Ketua Tim JPU KPK, Meyer Simanjuntak, menyatakan Abdul Wahid terbukti secara sah dan meyakinkan melakukan tindak pidana korupsi sebagaimana diatur dalam Pasal 12 huruf e juncto Pasal 18 Undang-Undang Nomor 31 Tahun 1999 tentang Pemberantasan Tindak Pidana Korupsi yang telah diubah dengan Undang-Undang Nomor 20 Tahun 2001.
“Menjatuhkan pidana terhadap terdakwa Abdul Wahid dengan pidana penjara selama delapan tahun enam bulan,” kata Meyer saat membacakan tuntutan di hadapan majelis hakim.
Jaksa juga menuntut Abdul Wahid membayar uang pengganti sebesar Rp1,45 miliar. Jika tidak dibayarkan setelah putusan berkekuatan hukum tetap, harta benda milik terdakwa akan disita dan dilelang untuk menutupi kewajiban tersebut.
Apabila hasil penyitaan tidak mencukupi, JPU meminta majelis hakim menjatuhkan pidana penjara pengganti selama tiga tahun.

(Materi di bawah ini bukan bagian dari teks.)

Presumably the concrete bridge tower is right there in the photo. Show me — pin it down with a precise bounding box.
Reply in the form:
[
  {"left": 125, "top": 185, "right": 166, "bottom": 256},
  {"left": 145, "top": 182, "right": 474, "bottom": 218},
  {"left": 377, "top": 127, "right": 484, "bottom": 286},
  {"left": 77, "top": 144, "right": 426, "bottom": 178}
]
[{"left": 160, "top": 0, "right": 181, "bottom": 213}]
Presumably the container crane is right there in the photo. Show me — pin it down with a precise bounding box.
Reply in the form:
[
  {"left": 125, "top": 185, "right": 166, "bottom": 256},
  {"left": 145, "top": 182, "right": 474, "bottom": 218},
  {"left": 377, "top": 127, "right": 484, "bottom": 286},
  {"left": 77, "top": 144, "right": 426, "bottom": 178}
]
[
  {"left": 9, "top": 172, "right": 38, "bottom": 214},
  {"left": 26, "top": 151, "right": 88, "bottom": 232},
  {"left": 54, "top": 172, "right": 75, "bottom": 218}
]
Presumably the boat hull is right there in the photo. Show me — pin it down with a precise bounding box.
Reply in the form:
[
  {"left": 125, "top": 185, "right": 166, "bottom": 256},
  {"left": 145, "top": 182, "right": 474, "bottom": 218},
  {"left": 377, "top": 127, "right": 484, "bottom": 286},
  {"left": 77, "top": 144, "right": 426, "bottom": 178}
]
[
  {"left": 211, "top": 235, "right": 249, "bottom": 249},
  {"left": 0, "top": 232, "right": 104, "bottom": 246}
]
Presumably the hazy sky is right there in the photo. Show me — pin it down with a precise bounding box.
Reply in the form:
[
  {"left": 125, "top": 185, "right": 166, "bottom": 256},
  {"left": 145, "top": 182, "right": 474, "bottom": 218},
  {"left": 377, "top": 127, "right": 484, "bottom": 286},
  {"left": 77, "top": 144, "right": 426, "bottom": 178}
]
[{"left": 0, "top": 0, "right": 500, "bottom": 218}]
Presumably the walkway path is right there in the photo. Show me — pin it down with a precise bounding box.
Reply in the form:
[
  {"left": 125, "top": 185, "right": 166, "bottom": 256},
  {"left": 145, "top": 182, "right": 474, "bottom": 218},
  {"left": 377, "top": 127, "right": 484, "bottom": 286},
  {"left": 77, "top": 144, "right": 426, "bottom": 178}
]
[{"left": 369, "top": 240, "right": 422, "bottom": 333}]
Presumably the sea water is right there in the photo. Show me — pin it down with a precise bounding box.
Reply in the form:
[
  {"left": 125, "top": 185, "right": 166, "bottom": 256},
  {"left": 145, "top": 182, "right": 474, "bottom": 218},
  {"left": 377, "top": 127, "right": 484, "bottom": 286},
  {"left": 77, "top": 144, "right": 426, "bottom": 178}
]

Usai sidang, Abdul Wahid bersama tim penasihat hukumnya langsung berdiskusi untuk menyiapkan nota pembelaan atau pledoi.
Ketua tim penasihat hukum Abdul Wahid, Kemal Shahab, mengatakan pihaknya akan menyampaikan pledoi pada sidang lanjutan yang dijadwalkan berlangsung pada Senin, 20 Juli 2026.
“Kami akan mengajukan pembelaan sesuai jadwal yang telah ditetapkan majelis hakim,” ujar Kemal.
Majelis hakim kemudian menunda persidangan dan menjadwalkan sidang berikutnya dengan agenda pembacaan nota pembelaan dari terdakwa dan penasihat hukumnya.